同調査会が目指すルール化の核は、いかなる支払手段であっても共通して確保されるべき「消費者保護のプリンシプル(基本規範)」について言及している。
具体的には、(1)分かりやすい情報提供、(2)悪質加盟店の排除、(3)トラブル発生時の事業者間の協力、(4)多重債務・過剰借入れの抑制、(5)電気通信など生活不可欠なサービスの提供停止防止─の5点を事業者に一貫して求めるとしている。
これを実効性のあるものとするために、三つの「機能」に事業者グループを累計化し、共通ルールを課すアプローチが有力視されている。

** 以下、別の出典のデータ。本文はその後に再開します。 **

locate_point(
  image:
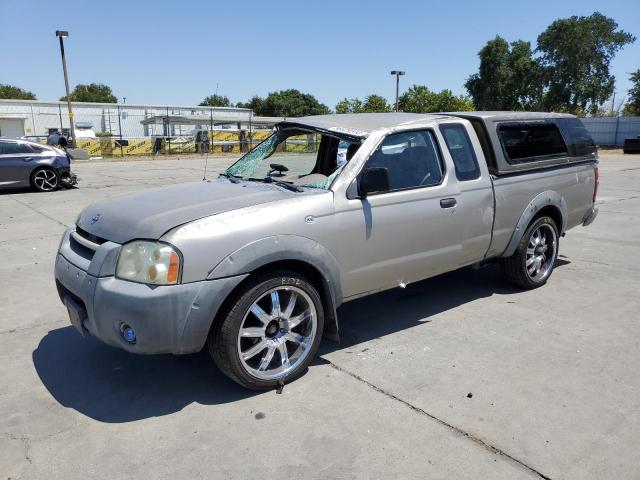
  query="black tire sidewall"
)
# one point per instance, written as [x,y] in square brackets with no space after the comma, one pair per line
[226,332]
[524,243]
[33,183]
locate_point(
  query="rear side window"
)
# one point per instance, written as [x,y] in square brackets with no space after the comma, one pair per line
[530,142]
[12,148]
[412,159]
[459,145]
[579,142]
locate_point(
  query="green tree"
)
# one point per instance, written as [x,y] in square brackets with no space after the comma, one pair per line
[509,78]
[419,99]
[632,106]
[215,100]
[93,92]
[349,105]
[576,53]
[256,104]
[290,103]
[16,93]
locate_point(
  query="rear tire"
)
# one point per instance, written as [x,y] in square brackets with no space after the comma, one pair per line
[532,263]
[45,179]
[270,331]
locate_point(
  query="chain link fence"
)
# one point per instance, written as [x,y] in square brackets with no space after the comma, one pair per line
[612,131]
[105,130]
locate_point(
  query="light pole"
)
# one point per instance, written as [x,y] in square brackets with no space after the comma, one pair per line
[397,73]
[62,34]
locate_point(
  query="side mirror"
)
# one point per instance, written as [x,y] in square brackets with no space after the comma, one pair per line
[373,180]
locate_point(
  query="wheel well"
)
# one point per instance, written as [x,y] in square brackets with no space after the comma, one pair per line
[305,269]
[554,213]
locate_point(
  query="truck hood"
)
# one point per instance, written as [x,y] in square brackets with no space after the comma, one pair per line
[151,213]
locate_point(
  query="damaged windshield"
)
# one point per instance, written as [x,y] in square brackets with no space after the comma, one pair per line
[297,157]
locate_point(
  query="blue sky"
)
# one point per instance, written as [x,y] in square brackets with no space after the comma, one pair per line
[177,51]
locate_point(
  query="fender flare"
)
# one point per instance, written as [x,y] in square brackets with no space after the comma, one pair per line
[272,249]
[549,198]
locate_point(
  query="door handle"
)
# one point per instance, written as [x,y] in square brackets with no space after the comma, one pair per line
[448,202]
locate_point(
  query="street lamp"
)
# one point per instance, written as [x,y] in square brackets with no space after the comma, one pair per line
[62,34]
[397,73]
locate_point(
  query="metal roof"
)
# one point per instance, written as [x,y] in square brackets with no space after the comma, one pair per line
[125,105]
[205,119]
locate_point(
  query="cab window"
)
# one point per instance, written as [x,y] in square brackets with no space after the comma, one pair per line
[13,148]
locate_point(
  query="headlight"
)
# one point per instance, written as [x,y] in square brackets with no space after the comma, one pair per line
[149,262]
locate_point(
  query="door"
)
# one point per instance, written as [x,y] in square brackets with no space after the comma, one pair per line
[12,127]
[409,232]
[475,209]
[16,163]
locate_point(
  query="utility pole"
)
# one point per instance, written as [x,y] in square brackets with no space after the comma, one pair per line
[61,34]
[397,73]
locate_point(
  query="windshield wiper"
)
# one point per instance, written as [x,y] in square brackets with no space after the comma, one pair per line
[232,178]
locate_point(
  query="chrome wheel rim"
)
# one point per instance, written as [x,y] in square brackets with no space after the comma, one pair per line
[277,333]
[541,252]
[45,180]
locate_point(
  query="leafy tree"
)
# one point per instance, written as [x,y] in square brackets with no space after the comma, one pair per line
[419,99]
[376,104]
[215,100]
[509,77]
[16,93]
[289,103]
[633,104]
[576,53]
[93,92]
[371,104]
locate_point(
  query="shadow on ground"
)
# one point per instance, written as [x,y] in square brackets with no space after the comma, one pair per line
[113,386]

機能1は、消費者に直接、支払い手段を提供するもの。カード発行会社や後払い業者だ。
機能2は、販売業者と契約し、支払い手段を提供する機能としており、決済代行会社などを分類している。
機能3は、プラットフォームや仲介などを担う機能としている。
委員からは、この機能別分類において、実態として詐欺の温床となっている「国内収納代行」や「メールリンク決済」を確実に規制スコープへ含めるべきだとの意見が相次いだ。
単に「契約関係の有無」だけでなく、「実質的な資金の流れ」に着目してルールを適用する柔軟さが求められている。